Abstract
Purpose :
Recent evidence from a cancer cell line demonstrated that inhibiting ADAM17 with siRNA resulted in inhibition of expression of the matrix metalloproteinase inhibitor, EMMPRIN (Xu et al., Tumor Biol. 35:7575-7586, 2014). If this is true in normal tissues, it suggests that ADAM17 activity after injury may be factor involved in promoting EMMPRIN expression, and therefore activation of matrix metalloproteinases. Since MMP activation is a major cause of corneal injury after mustard exposure, we examined whether inhibiting ADAM17 would reduce EMMPRIN expression levels in corneas exposed to nitrogen mustard (NM).
Methods :
For some experiments, rabbit corneal organ cultures were exposed to 10 µl of 10 mM NM for 0, 5, or 10 min, and then proteins were extracted and analyzed for ADAM17 activity using the Innozyme TACE Activity Assay kit. In addition, 10 µl of 10 mM NM was allowed to react on corneas for 2 hrs, followed by replacing the medium with either fresh medium or medium with an ADAM17 inhibitor. These applications were reapplied 3 times over the course of the following 22 hours. Proteins were extracted and analyzed for ADAM17 activity with the Innozyme kit and for EMMPRIN levels by Western blot analysis at 24 hr post exposure.
Results :
As compared to unexposed control corneas, ADAM17 was turned on slightly by applying NM and immediately washing it off (0 min exposure). Activity increased in the 5 min exposed sample, and became significantly elevated in the corneas exposed for 10 min. In the 24 hr experiments, corneas exposed to NM for 2h, then either treated 3 times over the course of 22 hr with medium or with an ADAM17 inhibitor, showed that inhibiting ADAM17 over the 22 hr reduced EMMPRIN expression levels 10 fold.
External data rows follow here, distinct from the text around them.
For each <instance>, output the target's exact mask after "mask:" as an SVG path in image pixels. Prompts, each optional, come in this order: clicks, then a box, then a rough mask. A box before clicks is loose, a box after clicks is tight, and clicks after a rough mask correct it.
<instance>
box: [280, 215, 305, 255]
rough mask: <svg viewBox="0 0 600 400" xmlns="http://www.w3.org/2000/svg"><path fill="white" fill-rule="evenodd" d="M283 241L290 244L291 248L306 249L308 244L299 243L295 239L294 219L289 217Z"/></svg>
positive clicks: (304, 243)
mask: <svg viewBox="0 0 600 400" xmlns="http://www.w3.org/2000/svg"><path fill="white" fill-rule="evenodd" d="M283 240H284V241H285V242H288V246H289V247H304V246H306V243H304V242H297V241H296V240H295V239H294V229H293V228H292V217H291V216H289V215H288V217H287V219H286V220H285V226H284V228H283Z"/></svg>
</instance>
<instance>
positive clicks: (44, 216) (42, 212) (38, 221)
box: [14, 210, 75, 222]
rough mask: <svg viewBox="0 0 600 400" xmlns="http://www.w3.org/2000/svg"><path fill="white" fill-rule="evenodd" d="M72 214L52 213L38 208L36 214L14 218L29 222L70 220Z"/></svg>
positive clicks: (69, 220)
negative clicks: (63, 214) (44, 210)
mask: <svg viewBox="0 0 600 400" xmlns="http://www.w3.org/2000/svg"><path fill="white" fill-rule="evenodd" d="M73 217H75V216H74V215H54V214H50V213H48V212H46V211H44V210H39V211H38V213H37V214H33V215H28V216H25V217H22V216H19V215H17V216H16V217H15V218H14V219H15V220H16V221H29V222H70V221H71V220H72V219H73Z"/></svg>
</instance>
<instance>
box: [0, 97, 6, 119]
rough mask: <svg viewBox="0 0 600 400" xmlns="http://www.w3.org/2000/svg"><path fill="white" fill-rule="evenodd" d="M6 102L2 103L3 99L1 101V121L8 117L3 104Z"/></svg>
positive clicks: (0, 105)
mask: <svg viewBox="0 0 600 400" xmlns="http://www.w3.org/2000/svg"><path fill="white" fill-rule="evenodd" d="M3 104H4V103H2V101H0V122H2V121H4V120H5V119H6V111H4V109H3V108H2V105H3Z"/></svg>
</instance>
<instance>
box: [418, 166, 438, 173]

The lower levels of EMMPRIN resulted in reduced levels of MMP-9 activity.
Conclusions :
These data indicate that the inhibition of ADAM17 has the downstream effect of reducing EMMPRIN’s activity, and thereby reducing MMP-9 activation. Therefore, ADAM17 inhibitors should be considered as potential therapies for ocular mustard injury, where MMP activation is responsible for much of the tissue damage.
This is an abstract that was submitted for the 2016 ARVO Annual Meeting, held in Seattle, Wash., May 1-5, 2016.